Inhibitory Mechanism of Salidroside on Tyrosinase

Abstract: Tyrosinase is a key rate-limiting enzyme in melanin synthesis which can be blocked to reduce melasma and freckles by inhibiting the activity of tyrosinase. Salidroside showed certain inhibitory effects on tyrosinase by enzyme kinetics with inhibition of 33.04%. Besides it was also a competitive inhibitor of tyrosinase which served as a substrate analogue to combine with enzyme to produce quinones with stronger light absorption. Furthermore, docking results implied that inhibitory mechanisms might be attributed to the weak interactions between salidroside and tyrosinase such as hydrogen bonds and van del waals. Salidroside is a main kind of plant flavonoids from Rhodiola rosea, walnut and so on. Studying inhibitory mechanism of salidroside on tyrosinase is not only helpful for developing anti-freckle products in which salidroside is one of the most important components, but also beneficial for making better use of plant flavonoids to seek for a new generation of natural skin care cosmetics.

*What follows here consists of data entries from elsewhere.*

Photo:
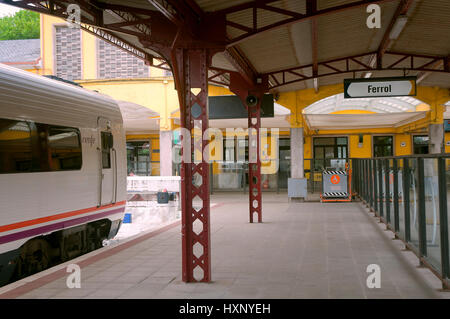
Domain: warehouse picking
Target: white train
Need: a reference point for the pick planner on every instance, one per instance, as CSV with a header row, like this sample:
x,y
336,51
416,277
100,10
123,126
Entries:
x,y
62,172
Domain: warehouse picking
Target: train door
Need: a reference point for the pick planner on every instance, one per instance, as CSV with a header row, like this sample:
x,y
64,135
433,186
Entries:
x,y
107,178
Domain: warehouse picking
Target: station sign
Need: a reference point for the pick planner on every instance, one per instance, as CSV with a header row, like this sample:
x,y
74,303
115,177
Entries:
x,y
380,87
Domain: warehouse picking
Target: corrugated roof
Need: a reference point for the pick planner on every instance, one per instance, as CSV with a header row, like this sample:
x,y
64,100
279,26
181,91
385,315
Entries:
x,y
20,50
340,34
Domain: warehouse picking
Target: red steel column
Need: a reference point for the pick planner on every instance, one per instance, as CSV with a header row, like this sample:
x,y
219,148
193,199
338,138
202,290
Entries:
x,y
254,160
191,68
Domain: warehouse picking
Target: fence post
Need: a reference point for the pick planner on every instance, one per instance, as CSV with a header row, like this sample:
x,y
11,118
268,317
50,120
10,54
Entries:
x,y
422,213
387,191
443,219
370,183
406,186
396,215
380,185
375,188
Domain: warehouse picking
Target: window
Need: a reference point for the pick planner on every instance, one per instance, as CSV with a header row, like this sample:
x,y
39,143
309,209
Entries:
x,y
383,146
328,148
64,147
235,150
15,146
420,143
106,149
139,158
26,146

Method for extracting salidroside from rhodiola rosea

Abstract: The invention relates to a method for extracting salidroside from rhodiola rosea. The method comprises the following treatment steps: by taking natural rhodiola rosea as a raw material, drying, grinding, allowing the rhodiola rosea to pass through a sieve with the granularity of 80 meshes, thereby obtaining rhodiola rosea powder; performing bio-enzyme enzymolysis; performing microwave assisted extraction; purifying through a macroporous resin; and crystallizing. According to the method disclosed by the invention, the rhodiola rosea is taken as the raw material, bio-enzyme enzymolysis is combined with microwave extraction, and cell walls of plants are destroyed, so that active ingredients in the cells are fully dissolved out, the extraction rate of the active ingredients is increased, and the method has the advantages of mild reaction conditions, high speed, low energy consumption, high quality, time conservation, no pollution and the like. Moreover, the microwave assisted extraction mode has the advantage that the content of protein impurities in the extracting solution is low and is suitable for industrial production.